9 Apr 1991 Independence of Georgia▲
On 31 March 1991 the Republic of Georgia held a referendum on independence, with 98.9% of voters approving the restoration of Georgia’s independence as proclaimed in May 1918, prior to Soviet annexation. The results were announced in early April and on the 9th—the second anniversary of the 1989 Soviet crackdown on Georgian protests in Tbilisi—the Georgian Supreme Council unanimously passed the declaration of independence, seceding from the Union of Soviet Socialist Republics.
16 May 1991 1991 Sino-Soviet Border Agreement▲
The Union of Soviet Socialist Republics signs a treaty with the People’s Republic of China to initiate demarcation work to resolve most of the border disputes between the two states. The demarcation will ultimately be completed by the 1997 deadline, resolving almost all the territorial disputes between the Russian Federation (which would soon replace the USSR) and China.
25 Jun 1991 Independence of Slovenia and Croatia▲
On 23 December 1990 the Republic of Slovenia held an independence referendum, with 88.5% of all electors (94.8% of those participating) voting for independence from the Socialist Federal Republic of Yugoslavia. The Republic of Croatia followed suit with a referendum in May 1991, in which 93.24% voted for independence. In the wake of these referendums, both Slovenia and Croatia declared independence on 25 June, formally seceding from Yugoslavia.
18 Aug 1991 Gorbachev’s house arrrest▲
President Mikhail Gorbachev of the Union of Soviet Socialist Republics was met by representatives of the Gang of Eight while on holiday in his dacha in Foros, Crimea. After refusing their demands to either declare a state of emergency or resign in favor of Gennady Yanayev, the conspirators ordered the KGB to confine him to his dacha and shut down his communication lines.
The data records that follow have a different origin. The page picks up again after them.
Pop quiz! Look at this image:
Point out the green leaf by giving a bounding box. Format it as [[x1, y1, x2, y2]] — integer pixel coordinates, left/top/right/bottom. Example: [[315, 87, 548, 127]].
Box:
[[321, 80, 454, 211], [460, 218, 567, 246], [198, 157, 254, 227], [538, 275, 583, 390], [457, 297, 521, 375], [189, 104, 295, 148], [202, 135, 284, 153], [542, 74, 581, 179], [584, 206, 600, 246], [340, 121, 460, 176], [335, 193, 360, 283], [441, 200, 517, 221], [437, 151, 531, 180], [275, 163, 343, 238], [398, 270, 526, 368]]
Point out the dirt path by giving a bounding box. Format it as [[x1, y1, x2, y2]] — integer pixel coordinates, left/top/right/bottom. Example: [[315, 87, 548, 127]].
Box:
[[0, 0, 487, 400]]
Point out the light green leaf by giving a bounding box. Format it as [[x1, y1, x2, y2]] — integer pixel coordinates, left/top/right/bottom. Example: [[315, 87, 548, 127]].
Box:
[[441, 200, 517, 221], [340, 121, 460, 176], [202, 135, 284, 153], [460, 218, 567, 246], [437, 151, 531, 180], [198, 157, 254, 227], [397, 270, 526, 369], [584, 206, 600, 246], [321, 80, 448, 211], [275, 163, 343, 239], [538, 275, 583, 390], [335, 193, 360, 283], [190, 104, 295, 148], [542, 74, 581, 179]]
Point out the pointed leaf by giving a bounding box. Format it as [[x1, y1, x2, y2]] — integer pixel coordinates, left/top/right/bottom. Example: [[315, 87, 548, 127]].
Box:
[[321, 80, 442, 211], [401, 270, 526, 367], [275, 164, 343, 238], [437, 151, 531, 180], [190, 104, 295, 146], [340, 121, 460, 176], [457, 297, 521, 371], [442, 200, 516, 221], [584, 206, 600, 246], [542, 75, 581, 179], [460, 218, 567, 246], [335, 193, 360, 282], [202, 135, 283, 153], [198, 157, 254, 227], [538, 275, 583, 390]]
19–21 Aug 1991 Soviet Coup Attempt▲
Having placed President Mikhail Gorbachev of the Union of Soviet Socialist Republics under house arrest, the eight high-level Soviet officials known as the Gang of Eight declared a state of emergency across the Soviet Union and announced that they had formed the State Committee on the State of Emergency (GKChP) to manage the country and restore Soviet dignity. The GKChP sent the Soviet Army into Moscow, Leningrad, the Baltic states, and Moldova but failed to capture Russian President Boris Yeltsin, who held out in the White House, Moscow. After a couple of days of mounting popular opposition, the Army chose to withdraw rather than fire on civilians and the coup attempt collapsed.